The entire year of 2019, sucked so much. I can’t think of a polite way to phrase it, other than it sucked. 2019 unraveled my world and left me questioning everything I thought to be my reality. Although the year was horrible, there were some areas in which I did well. That was my professional life and my home life with my son. The year of challenges allowed me to be hyper-focused of excelling at work and allowed my son and I to form a closer bond. I admit that these two things, kept me grounded in 2019 they were my lifeline, during so much uncertainty.
Then it happened! The last four months of 2019 happened, and it allowed the year to end in a way that allowed me to start healing from things I didn’t even know affected me, that is due to finding a great therapist.
I recently saw a Twitter Post from @MelaninHealth that went as follows:
🔸Therapy is More than “just talking.”
🔸Therapy rewires the brain.
🔸Therapy helps release trauma stored in the body.
🔸Therapy helps interrupt generations of unhealthy patterns
🔸Therapy helps us heal.
🔸And healing changes lives.
Everything about that tweet reached into my heart and beyond to my very soul.
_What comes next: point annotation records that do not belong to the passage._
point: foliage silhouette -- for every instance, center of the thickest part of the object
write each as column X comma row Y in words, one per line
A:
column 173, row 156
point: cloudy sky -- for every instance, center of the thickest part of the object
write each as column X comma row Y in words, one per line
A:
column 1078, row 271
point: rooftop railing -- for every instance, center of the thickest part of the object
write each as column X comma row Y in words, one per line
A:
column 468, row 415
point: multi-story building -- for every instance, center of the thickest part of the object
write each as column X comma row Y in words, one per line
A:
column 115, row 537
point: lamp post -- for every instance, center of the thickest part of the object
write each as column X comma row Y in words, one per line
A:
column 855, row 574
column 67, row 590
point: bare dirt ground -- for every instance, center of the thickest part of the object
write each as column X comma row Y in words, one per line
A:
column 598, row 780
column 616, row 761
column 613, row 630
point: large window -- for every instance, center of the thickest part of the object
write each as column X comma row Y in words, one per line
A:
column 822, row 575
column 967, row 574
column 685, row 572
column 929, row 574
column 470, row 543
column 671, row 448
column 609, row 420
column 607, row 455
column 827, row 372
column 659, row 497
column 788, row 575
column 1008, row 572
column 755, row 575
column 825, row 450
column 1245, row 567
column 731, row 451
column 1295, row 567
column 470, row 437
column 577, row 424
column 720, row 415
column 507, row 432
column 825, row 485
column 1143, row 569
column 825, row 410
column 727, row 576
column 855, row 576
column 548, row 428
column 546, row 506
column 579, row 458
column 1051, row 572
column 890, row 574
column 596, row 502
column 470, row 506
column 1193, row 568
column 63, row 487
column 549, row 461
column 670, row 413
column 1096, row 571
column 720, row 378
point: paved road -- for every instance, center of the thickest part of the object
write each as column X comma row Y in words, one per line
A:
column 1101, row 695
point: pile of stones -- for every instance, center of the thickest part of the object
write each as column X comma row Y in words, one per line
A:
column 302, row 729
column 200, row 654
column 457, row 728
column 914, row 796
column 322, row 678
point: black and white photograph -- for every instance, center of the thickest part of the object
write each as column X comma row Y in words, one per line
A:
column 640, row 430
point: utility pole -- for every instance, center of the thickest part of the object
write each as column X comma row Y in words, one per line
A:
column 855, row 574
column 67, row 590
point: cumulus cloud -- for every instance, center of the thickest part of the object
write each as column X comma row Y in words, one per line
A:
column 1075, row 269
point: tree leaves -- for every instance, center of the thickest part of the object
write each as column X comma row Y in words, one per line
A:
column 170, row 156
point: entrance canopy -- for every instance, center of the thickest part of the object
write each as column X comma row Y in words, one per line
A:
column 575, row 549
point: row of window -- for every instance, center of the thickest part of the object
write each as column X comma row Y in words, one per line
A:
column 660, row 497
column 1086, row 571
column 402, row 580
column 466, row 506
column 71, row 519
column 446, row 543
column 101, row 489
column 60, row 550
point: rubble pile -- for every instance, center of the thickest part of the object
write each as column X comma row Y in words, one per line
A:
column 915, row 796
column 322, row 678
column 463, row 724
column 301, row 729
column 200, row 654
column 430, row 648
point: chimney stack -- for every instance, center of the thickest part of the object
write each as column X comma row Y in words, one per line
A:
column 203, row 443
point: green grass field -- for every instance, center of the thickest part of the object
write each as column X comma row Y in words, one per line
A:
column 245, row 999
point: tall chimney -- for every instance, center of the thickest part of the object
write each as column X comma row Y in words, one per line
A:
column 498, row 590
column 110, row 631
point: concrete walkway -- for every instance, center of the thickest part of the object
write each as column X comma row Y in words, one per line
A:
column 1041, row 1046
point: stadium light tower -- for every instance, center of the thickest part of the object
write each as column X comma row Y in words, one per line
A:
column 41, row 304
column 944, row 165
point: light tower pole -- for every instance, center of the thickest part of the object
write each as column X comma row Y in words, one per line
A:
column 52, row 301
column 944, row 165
It spoke to everything these therapy sessions have done for me and beyond.
Honestly, when I started this blog, I never planned to write about my therapy journey. That’s because when I started it, I hadn’t started therapy. I was still on the fence about going, although I knew it was something that I needed to do. Upon creating my first post about my session, I knew it was something I needed to continue writing about because I needed those that may need an extra nudge to go, to follow through. I additionally wanted to share my journey because there’s such a negative stigma in the black community about therapy. I felt I could allow folks to take a peek into my journey, in hopes of normalizing it so more people would start to view therapy as a form of self-care.
There are too many black folks that believe they can go to church and “pray away” challenges they are having. I am not minimizing spirituality, but why not do both? Why must it be an, either, or situation? Either way, therapy is not the boogie man but not addressing issues beyond your abilities, could impact you, and turn those issues into your own private boogie man.
So in 2020, I encourage all that have been on the fence about therapy to jump in and HEAL YOURSELF.